I immediately tried to stand but felt like a gorilla was sitting on my back. I knew something was wrong and that this wasn’t a “dust off your pants and move on with your day” type of injury. After several minutes, my husband helped me up and I hobbled over to a bench. I watched as McCovey and Lyla continued to play, but I was throbbing in pain and trying to catch my breath. After receiving an MRI, doctors discovered I had three hairline fractures in my hip.

The irony of the situation is that the day before my accident, I remember telling my husband that Lyla had developed a behavior where she would run off to chase a ball and would later recognize me from across the park. She’d get so excited and come running full speed to get to me and would swerve at the very last moment. “I literally thought she was going slam into me so many times. It was scary!” I told my husband. “She does that but she swerves at the last minute,” he told me. “As long as you don’t move, you’re fine.” I learned the hard way, however, that all it took was a clumsy pup to be running alongside her to throw her plan of not colliding with me completely out of whack.

The crazy thing is, until the incident, it never really dawned on me that getting injured at the dog park was something that could happen. Any time I took Rocky and Lyla there to play, I always kept an eye out for anything that could endanger them. Sure I’d walk around and send some texts but I was careful to always glance up and watch to make sure they didn’t encounter an aggressive dog. If they did, I would immediately steer them away to play in a different area. I made a point of throwing a toy for them to fetch far away from other pups that might have ball aggression. I kept them away from stagnant puddles of water; hillsides filled with rattlesnakes, and gopher holes that they could have possibly twisted their ankles in. But it never even remotely dawned on me that keeping myself safe was something that I should have been focusing on as well.

I’m writing this essay on week one of starting physical therapy post the accident. I’ve had a tremendous amount of time to sit on my couch, binge watch embarrassing reality shows, and reflect upon how this situation could have been avoided. In my case, it really couldn’t have been. I wasn’t texting during the incident. I was fully present and was keeping an eye on my dogs. In fact, I had briefly lost sight of Rocky and was on my way to head over to stand by where he was sniffing when I got nailed by McCovey out of nowhere. It was, by every definition of the word, an accident.

But the event did get me thinking about all the times when I was checking emails, chitchatting with fellow dog owners, or taking a phone call instead of paying attention to my surroundings while at the park. “I’m never going to the dog park again!” I told my husband twelve days into my injury, when the MRI finally confirmed my diagnosis. I meant it then, of course, but have since changed my tune.

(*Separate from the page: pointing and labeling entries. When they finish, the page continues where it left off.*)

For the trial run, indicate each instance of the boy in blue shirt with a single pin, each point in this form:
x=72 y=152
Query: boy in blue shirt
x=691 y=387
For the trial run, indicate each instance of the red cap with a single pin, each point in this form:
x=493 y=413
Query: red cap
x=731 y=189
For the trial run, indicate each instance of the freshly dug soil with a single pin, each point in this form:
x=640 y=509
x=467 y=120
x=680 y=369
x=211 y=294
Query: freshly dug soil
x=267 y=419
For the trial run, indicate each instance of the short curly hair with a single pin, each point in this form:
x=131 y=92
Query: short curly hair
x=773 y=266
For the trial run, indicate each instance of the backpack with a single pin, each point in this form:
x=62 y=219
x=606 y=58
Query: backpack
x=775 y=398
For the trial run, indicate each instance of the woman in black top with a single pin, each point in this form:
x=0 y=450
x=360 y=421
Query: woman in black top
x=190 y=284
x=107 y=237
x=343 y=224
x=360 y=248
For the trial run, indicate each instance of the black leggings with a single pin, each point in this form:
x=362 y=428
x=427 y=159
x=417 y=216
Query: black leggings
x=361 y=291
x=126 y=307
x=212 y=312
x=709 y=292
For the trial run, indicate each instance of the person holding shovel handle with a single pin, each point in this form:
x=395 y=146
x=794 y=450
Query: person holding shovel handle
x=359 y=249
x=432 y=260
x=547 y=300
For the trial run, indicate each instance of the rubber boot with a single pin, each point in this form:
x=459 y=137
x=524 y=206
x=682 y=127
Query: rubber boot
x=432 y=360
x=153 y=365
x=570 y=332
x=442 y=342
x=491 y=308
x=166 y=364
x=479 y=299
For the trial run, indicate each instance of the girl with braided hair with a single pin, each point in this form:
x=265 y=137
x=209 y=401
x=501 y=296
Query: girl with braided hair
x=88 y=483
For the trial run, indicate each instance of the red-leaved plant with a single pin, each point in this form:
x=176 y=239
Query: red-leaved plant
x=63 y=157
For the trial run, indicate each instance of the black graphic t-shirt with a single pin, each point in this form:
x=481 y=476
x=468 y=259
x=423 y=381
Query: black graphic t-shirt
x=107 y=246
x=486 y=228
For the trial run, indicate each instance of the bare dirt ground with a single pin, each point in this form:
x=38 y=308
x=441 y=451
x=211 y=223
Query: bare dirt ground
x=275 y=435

I will return to the dog park but rest assured, I have pledged to not allow myself to be distracted while I am there. I’ll probably hang out in a corner with my dogs or will sit on a park bench and take in some rays. And while I’ll always continue to keep an eye out on Rocky and Lyla’s safety, I will make sure that keeping myself out of harm’s way is an equal priority.

Let this be a PSA to anyone who reads this: Injuries at dog parks can and do happen. I am living proof of this. Dogs are unpredictable, especially when they are not your own. Keep an eye out for your surroundings, don’t get buried in your smartphone, and keep yourself safe.

Nicole Pajer is a freelance writer who lives in Los Angeles with her husband, energetic Doberman, and rat terrier.